Dancing on Thorns developed gradually over a period of about ten years. By the time I started researching it properly all the main characters were already fully formed. I wrote to a ballet company, Ballet Central, who are sponsored by British Gas, and asked for a job touring with them. I blithely told them that with my years of theatre experience I could be the wardrobe mistress, or the company manager, or even drive their bus. This turned out to be rather rash of me, as the head of the company wrote back immediately, offering me a job as their combined company-manager/wardrobe mistress/bus driver. It was probably the toughest six months of my life (although I expect I'd say that about quite a few theatre jobs I've done). Before we set off on tour I sewed until my fingers were so full of needle holes I could barely lift a needle, and ran around until my feet ached, and did so many all-nighters I started hallucinating about sleep. I remember one morning after an entire weekend sewing without sleep, travelling into town in the front of the bus staring at the broken white line in the middle of the road, thinking it was a line of stitches — and when the bus came to a zebra crossing, I thought, “Oh shit! Zig-zag!”
Those six months were incredible. Out on the road doing one or two-night stands with the company of young ballet dancers, I got a real education. I got to know each of them personally; loved them all; worried about their problems; watched their dancing with forensic interest.

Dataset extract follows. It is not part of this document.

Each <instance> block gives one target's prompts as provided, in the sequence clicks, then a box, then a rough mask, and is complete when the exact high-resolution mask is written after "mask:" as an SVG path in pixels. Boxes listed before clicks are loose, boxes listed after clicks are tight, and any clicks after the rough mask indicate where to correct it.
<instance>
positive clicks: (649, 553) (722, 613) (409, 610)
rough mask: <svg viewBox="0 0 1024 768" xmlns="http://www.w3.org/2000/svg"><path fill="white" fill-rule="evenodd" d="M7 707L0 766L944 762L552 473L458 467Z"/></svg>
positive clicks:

The ballet mistress and the composer/musical director both had the most superb knowledge and understanding of the whole business, which they shared with me with immense generosity. I hasten to say that I only applied what they taught me as it suited my novel, and all the book's improbabilities and mistakes are mine, not theirs. I also had a fabulous time working on a number of shows, in London and France, with students from the English National Ballet School.
Once I had knocked out the first draft of the book, I had to begin the huge task of hammering it into shape — and learning how to string a paragraph together that wasn't too illiterate. I discovered I'm a bit of a perfectionist (something I'd never suspected) and, even now, part of me would like another few months to iron out lumpy bits of it and try and make the writing better. I've found this the most interesting thing about the process of writing: the complete freedom and child-like lack of self-consciousness needed to dream and write the book in the first place, and then the fierce self-criticism, ruthless pruning, chopping and analysing needed to make it readable (this is obviously not true for writers who can get it right first time, but it's true for me).
The biggest chop was to lose five chapters from Part One, where the dancers are all adolescents. It was pretty painful as there were scenes in those chapters I was very attached to — funny bits, dramatic bits — but they had to go: this wasn't supposed to be a book about teenage angst. Actually, one of those chapters later went back in on the advice of my editor at Random House, Kate Elton. I'm very lucky to have been working with Kate; she's a fantastic editor.